A few months ago, a friend recommended a book to me called “The Bean Trees” by Barbara Kingsolver. After sitting untouched on the shelf for a month, my husband found it in a half-hearted search for something to read. He blazed through it during our recent beach vacation, and then lent it to his mom, who also read it. Suddenly the two of them were engaged in a secret discussion, and then invited me to share in the family book club so I could weigh in with my thoughts, too.
While not intended to be a review, this book catches one in a subtle trap of simple words and old fashioned Kentucky slang. The story is warm yet heartbreaking, and perhaps no one realized just how much I would get lost in the warm glow of a “Southern tale taken West.” Neither did anyone realize how much I would identify with Esperanza.
She’s a side character with very little dialogue, and throughout most of the story, the reader feels indifferent toward her, then irritated, even frustrated, until her pitiable state is revealed: her very young daughter was kidnapped in their home country of Guatemala, and she has no way of ever finding out her fate. She takes on the role of a bereaved mother in extreme grief – panic attacks, PTSD, even attempted suicide, until finally the reader is left to believe she finally “freed” herself and found resolution through a turn of events involving the daughter of the main character, Taylor.
When I finished the book and thought I had finished crying, I found my husband in the kitchen one lazy Saturday morning. We talked about the story, the significance of the “bean trees,” the Kentucky slang, and the characters that strangely reminded us of people we knew in real life.
“I saw myself in Esperanza,” I confessed.
“Yeah,” my husband said sadly. “I did, too.”
This bothered me so much, I could hardly talk about the book anymore.
While this was a work of fiction, my reality is not a book I can close and put back on the shelf. The panic attacks I have are real. They are debilitating, and frustrating to those around me. I’m the character in the story with all the burdens of baggage, from PTSD to social anxiety to just plain social awkwardness. And while I’m glad to be alive, honestly there were times I wished I wasn’t. Nobody should have to feel pain like this. It’s a fate I wouldn’t wish on my worst enemy. An incredibly lonely, isolating, darkened shroud. An abyss. A life in ruins.
But I don’t want to be a side character. I want to be the protagonist. I want to be the hero.
Some days it feels like a conscious choice, and on other days it feels like an impossible dream. Lately it feels like loss defines me, written like a bio with my picture attached. I’m tired of sympathy and pity, but I want do want support and encouragement. I don’t want the rest of my life to already be buried in a grave.
So I rise up. I fill my life with good things.
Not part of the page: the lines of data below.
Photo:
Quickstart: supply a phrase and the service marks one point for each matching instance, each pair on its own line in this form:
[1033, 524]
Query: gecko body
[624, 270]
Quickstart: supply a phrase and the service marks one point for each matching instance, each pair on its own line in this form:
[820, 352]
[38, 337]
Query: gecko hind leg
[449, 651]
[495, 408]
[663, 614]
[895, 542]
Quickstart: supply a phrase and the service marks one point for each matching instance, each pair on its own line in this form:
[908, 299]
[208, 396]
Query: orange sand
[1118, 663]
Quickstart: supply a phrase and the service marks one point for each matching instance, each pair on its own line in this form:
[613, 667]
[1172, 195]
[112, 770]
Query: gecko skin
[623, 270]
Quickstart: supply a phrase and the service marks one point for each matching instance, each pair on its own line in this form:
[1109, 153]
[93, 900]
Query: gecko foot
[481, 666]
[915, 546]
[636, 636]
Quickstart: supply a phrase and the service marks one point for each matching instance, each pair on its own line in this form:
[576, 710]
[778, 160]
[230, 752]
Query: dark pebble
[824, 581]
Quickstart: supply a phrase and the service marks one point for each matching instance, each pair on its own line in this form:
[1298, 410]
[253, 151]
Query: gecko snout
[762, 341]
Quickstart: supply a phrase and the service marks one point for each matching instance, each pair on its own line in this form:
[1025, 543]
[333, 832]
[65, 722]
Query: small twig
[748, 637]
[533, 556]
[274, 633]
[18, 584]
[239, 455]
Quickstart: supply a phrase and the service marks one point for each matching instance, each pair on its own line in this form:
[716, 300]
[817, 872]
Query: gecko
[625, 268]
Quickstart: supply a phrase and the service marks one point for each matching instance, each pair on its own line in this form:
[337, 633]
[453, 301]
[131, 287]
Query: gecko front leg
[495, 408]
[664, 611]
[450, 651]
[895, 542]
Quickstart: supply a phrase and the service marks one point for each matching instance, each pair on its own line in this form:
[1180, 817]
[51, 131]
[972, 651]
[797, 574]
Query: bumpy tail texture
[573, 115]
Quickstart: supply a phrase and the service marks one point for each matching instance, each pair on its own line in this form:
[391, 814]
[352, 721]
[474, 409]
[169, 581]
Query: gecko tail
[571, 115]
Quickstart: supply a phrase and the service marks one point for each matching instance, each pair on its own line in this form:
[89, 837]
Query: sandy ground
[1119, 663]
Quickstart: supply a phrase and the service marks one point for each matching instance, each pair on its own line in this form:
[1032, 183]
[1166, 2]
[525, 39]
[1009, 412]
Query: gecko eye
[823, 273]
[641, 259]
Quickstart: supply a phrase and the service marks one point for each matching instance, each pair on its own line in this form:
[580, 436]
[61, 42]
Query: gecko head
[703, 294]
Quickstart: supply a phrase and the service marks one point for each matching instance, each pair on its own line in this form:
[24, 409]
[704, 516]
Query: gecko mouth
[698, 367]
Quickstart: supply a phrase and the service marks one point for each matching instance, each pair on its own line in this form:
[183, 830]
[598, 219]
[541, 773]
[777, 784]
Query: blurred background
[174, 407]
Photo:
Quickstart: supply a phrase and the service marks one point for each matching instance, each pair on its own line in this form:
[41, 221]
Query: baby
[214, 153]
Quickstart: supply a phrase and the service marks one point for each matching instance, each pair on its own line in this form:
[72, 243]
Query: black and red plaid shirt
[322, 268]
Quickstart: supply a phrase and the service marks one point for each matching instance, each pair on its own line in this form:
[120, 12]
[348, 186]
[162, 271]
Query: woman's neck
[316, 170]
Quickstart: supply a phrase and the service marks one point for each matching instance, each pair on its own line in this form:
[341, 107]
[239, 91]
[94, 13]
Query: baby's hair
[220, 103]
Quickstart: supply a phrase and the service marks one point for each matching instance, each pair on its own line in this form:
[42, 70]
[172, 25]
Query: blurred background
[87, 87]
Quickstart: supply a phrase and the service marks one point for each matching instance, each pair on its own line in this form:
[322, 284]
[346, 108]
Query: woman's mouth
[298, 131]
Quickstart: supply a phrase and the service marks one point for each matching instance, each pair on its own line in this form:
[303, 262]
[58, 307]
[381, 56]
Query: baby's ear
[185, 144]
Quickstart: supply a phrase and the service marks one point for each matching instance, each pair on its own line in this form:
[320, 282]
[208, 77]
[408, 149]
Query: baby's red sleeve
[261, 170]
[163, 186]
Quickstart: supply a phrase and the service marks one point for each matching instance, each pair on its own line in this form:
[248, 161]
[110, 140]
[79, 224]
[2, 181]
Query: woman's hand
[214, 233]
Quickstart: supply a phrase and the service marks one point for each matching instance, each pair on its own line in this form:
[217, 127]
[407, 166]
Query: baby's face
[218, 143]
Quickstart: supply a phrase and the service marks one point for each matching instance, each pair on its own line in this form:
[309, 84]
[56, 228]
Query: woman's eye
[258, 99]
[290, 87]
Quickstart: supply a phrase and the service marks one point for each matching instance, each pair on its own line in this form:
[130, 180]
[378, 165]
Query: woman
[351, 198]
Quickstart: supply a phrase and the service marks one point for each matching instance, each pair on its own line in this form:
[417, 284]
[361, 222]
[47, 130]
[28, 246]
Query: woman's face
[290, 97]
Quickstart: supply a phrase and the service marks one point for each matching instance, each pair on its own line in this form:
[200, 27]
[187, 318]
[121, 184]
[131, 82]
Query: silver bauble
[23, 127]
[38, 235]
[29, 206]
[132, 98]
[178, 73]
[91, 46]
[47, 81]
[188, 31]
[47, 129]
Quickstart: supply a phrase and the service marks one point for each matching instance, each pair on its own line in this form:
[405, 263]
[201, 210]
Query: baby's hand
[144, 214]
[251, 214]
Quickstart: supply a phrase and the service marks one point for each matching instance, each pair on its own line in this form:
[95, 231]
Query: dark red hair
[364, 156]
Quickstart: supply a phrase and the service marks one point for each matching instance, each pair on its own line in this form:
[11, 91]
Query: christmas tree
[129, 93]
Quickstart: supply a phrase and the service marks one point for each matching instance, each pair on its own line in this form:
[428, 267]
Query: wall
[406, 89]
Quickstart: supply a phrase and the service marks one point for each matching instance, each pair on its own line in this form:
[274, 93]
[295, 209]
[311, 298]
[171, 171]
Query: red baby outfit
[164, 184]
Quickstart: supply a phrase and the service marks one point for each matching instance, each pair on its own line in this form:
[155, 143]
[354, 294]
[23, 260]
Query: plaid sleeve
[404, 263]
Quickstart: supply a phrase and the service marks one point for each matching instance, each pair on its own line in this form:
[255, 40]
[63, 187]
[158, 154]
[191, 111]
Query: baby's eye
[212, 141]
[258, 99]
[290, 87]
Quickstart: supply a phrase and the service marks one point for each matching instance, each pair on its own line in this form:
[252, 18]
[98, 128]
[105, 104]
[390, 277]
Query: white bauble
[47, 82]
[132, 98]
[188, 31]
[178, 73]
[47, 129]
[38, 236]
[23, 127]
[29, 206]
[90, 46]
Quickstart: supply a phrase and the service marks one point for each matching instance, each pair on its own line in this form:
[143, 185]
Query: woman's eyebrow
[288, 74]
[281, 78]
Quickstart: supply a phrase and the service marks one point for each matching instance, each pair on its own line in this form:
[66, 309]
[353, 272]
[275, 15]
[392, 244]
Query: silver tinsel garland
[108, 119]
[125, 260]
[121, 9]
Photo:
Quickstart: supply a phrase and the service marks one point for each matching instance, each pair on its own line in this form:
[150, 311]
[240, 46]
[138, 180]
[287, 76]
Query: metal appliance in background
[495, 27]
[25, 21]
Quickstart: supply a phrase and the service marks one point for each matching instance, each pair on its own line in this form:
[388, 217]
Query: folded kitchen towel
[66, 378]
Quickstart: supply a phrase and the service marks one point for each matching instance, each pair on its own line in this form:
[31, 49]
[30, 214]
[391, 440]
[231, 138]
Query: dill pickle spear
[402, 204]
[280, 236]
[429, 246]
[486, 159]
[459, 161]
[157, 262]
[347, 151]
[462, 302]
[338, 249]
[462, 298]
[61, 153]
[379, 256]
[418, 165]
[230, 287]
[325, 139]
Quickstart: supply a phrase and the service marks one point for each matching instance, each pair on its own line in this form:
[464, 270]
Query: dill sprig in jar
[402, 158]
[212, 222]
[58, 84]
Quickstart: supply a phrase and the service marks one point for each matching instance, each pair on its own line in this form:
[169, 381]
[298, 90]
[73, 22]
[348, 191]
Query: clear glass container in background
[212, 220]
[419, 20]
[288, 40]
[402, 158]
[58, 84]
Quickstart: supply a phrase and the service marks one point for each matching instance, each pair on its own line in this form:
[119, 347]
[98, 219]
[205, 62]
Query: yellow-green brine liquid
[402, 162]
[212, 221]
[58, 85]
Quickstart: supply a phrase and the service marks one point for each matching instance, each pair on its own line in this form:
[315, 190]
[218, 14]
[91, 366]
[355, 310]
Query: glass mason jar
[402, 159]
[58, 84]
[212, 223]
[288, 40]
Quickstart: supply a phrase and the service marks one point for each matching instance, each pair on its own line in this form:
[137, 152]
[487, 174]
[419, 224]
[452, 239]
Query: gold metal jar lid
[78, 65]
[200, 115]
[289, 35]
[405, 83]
I chase every twinge of happiness, down to small whimsies. I wrestle with self-pity and defeat it with helping others and showing support to those who are also trying to grow despite harsh conditions. If nothing else, this darkened shroud is the place I go when I am called to show empathy, and thus it has become more sacred than ever.
Yet I still feel like I have to apologize for the way I stumble through the days, broken and tired and weeping and angry and bitter and haunted . . . and a mess. “Sorry,” I think to myself in a self-conscious moment after I’ve done something incredibly vulnerable, “I’m just dealing with an unspeakable tragedy is all.”
But I think the most important lesson I’ve learned in the now almost four years, is that I must be patient and kind with myself. I’m not a character, and this is not a story. This is my reality, and as painfully harsh as it may seem, I’ve still got growing to do.
And if you’re here because you’re a survivor, or even a spectator, your presence is appreciated. In the dark abyss of grief, every person with an open heart is like a light.
As long as there is light, I know I will never lose my way.